Я поднимаю глаза к небу; из века в век, из поколения в поколение оно единственное не меняется ни в сельских, ни в городских пейзажах. Однако и небо переменилось. Когда-то война писала по нему свои неразборчивые каракули в виде дымного шлейфа героических истребителей. По ночам его щупали пальцы прожекторов, огромными цветными куполами опускались с него осветительные ракеты. А теперь даже небо стало кротким и безмятежным.
Я в замешательстве топчусь на углу. Неужто я пустился в это долгое путешествие только для того, чтобы пройтись по улице взад-вперед, вдыхая запах кипарисовых изгородей? Но что дальше делать и каких еще ощущений ожидать, я не знаю. Моя программа исчерпана.
И тут окружающая меня атмосфера заметно меняется; прошлое словно бы мистически материализуется прямо из воздуха.
Через мгновение до меня доходит, в чем причина волшебства: это звук, шум приближающегося поезда, поначалу приглушенный и далекий, но потом, когда электричка миновала выемку на возвышенности в конце Тупика, шум беспрепятственно нарастает; точно так же тарахтела электричка, на которой я приехал двадцать минут назад. Невидимый состав идет по насыпи позади домов на левой стороне улицы и, прогромыхав по мосту, замедляет ход перед станцией.

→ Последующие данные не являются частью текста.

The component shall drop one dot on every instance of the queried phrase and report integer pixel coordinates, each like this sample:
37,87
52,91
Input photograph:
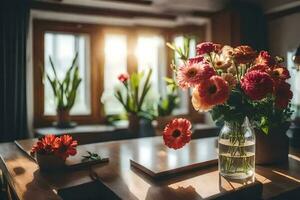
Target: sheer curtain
14,17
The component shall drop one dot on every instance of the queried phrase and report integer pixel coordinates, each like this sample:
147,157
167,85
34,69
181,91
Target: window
62,49
184,95
151,53
294,81
103,53
115,62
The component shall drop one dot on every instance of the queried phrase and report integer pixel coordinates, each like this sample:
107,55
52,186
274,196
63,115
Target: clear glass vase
237,150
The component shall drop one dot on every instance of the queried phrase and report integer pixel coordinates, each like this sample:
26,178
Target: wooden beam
283,13
88,10
138,2
208,14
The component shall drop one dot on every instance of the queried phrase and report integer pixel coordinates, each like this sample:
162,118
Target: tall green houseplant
65,90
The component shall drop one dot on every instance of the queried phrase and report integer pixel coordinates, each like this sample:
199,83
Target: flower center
176,133
191,73
219,63
212,89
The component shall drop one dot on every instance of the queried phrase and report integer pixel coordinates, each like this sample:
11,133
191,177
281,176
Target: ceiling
173,6
146,12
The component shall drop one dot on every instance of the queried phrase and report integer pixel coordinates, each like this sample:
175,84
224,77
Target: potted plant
167,104
133,99
243,90
51,151
65,92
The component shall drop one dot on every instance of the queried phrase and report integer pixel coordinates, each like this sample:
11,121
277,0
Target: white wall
284,34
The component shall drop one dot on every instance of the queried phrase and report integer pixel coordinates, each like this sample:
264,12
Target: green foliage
263,114
65,90
136,91
167,104
182,52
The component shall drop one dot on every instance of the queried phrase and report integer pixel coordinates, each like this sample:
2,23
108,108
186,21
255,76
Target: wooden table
117,180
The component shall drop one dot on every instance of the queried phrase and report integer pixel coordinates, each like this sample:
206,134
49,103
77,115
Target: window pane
184,95
151,53
294,81
115,63
62,49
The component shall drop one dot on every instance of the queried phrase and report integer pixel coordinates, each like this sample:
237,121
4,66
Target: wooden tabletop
118,180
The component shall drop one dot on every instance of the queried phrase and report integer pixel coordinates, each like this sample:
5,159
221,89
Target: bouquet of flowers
61,147
234,83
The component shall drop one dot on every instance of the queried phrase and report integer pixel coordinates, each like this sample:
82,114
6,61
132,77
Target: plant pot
163,121
64,119
49,162
272,148
134,123
140,127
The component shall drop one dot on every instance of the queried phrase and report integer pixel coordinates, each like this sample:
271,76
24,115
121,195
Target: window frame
97,33
40,27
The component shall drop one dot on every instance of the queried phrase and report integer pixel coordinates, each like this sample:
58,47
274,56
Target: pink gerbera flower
177,133
193,74
257,84
214,91
123,77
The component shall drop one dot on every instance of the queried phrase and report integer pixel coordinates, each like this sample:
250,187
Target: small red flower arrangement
61,147
177,133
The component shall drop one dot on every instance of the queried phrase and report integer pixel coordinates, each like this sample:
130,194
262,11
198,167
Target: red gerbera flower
45,145
177,133
214,91
283,94
123,77
66,147
257,84
193,74
196,59
260,67
63,146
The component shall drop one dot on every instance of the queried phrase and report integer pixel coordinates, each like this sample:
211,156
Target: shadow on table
40,188
166,192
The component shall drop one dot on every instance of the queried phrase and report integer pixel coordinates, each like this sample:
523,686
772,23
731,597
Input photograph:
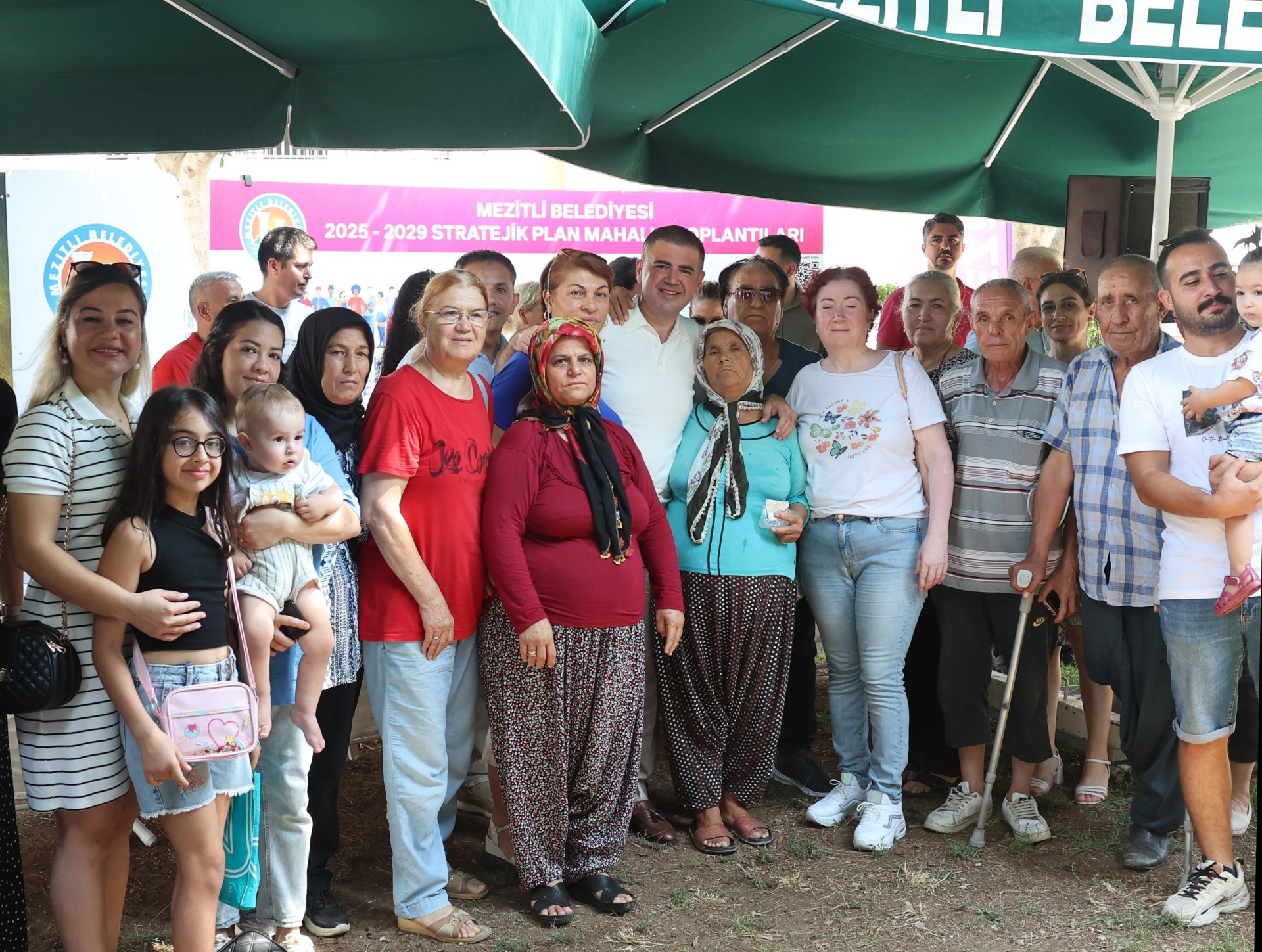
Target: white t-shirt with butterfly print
856,433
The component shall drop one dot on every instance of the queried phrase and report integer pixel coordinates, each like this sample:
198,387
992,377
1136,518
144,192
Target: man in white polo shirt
1169,459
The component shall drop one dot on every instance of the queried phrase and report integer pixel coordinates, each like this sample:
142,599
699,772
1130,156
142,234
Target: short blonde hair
263,403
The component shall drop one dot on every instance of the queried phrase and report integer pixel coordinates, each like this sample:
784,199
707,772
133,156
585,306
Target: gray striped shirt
998,454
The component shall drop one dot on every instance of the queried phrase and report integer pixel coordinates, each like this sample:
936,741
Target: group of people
628,521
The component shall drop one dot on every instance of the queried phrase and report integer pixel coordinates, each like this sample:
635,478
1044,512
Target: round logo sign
267,212
93,242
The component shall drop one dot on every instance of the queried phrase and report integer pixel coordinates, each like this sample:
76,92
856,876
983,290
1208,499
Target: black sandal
938,786
544,897
588,889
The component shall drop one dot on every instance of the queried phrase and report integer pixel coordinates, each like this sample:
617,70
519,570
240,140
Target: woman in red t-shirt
426,449
569,524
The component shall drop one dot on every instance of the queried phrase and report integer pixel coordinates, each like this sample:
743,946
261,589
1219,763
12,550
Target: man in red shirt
943,245
207,296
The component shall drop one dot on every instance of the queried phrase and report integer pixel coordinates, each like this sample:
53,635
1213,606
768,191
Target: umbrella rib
1016,114
775,53
279,63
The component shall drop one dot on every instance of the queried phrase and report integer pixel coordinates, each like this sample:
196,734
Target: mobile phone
291,608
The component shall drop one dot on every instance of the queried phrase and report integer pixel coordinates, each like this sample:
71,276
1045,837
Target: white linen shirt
649,384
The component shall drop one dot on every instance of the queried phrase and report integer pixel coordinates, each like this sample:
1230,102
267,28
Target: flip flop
712,831
743,827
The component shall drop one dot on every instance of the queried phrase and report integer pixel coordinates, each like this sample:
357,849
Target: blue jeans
860,577
1207,657
425,710
284,827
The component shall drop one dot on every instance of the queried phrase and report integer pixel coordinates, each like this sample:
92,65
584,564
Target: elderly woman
243,350
931,313
1067,307
62,472
875,545
327,373
997,410
737,507
571,522
751,290
425,458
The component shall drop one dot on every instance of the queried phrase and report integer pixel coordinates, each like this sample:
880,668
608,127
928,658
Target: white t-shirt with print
1193,550
1247,366
856,433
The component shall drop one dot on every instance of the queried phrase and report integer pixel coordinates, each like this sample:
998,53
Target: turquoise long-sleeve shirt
775,470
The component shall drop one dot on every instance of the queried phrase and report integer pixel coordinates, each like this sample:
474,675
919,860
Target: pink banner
454,219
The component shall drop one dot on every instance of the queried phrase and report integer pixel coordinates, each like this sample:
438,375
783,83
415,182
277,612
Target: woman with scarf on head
737,507
329,371
569,522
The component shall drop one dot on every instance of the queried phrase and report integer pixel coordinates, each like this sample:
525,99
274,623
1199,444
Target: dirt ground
808,890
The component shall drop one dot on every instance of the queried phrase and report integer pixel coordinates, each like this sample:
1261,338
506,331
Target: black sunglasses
128,267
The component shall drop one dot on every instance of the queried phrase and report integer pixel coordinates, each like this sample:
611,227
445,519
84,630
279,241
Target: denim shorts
1207,657
207,779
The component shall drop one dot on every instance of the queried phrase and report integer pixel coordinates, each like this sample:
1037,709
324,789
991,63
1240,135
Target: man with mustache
1119,545
1169,459
943,246
285,261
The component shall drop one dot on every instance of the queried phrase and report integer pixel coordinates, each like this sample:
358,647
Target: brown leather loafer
649,824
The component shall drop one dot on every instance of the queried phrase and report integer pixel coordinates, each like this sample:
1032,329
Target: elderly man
207,296
943,246
1029,266
1170,458
1119,546
997,410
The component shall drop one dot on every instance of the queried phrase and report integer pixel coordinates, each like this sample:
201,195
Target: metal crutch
978,839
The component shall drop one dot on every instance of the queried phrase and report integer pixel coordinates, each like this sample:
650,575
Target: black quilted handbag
39,668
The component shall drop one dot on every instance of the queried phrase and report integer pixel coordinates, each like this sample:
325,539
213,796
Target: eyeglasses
128,267
1065,273
747,294
215,447
450,315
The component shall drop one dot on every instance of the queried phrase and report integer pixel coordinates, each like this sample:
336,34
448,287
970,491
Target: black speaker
1110,216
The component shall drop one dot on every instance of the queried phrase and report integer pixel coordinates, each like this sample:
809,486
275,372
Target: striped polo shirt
997,439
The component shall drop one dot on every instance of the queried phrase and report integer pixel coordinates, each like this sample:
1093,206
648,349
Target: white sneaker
1208,894
298,942
881,824
1023,815
839,804
1241,821
958,812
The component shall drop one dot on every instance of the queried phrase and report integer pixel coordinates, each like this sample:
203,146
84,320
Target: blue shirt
284,666
1119,536
513,382
775,470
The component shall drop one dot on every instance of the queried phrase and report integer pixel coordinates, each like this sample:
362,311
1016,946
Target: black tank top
187,560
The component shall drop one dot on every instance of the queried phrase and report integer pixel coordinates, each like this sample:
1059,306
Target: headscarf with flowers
720,467
588,439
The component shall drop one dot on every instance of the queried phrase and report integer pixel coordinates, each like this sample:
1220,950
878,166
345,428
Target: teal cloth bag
241,849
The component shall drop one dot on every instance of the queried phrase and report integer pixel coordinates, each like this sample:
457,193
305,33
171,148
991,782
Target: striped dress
72,756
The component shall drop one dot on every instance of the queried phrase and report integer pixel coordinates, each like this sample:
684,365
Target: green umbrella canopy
865,115
85,76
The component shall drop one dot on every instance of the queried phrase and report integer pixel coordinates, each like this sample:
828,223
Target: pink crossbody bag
214,720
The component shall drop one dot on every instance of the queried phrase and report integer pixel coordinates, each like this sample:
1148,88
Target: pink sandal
1236,591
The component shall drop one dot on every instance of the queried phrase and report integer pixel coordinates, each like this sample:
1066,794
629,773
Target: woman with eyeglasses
244,350
426,453
1067,306
63,469
876,541
572,521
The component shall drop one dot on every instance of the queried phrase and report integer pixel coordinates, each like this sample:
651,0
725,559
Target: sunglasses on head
1065,273
128,267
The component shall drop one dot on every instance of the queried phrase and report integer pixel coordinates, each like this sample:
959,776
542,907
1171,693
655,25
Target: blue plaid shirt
1119,536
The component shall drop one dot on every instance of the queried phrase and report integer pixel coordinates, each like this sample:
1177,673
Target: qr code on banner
806,269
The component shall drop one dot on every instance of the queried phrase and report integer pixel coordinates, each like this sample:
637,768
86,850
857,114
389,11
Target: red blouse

Под эти знакомые, заведенным порядком сменяющие друг друга звуки Тупик преображается у меня на глазах. Дом на левом углу, у ограды которого я стою, становится домом Шелдонов, а тот, что напротив, – домом Хардиментов. Теперь доносятся и другие звуки. Бесконечное клацанье садовых ножниц за высокой буковой изгородью (ныне уже не существующей) – это работает мистер Шелдон. Бесконечные гаммы – это в сумрачной глубине дома, отгороженного от улицы вереницей лип с аккуратно переплетенными ветвями (липы на месте), упражняются бледные дети Хардиментов. Если я поверну голову, то чуть подальше наверняка увижу двойняшек Джист: сестры играют в какие-то замысловатые «классики», одинаковые косички одинаково подпрыгивают… А на подъездной дорожке, ведущей к дому Эйвери, высится груда деталей от трехколесного велосипеда, который собирают перепачканные машинным маслом Чарли и Дейв…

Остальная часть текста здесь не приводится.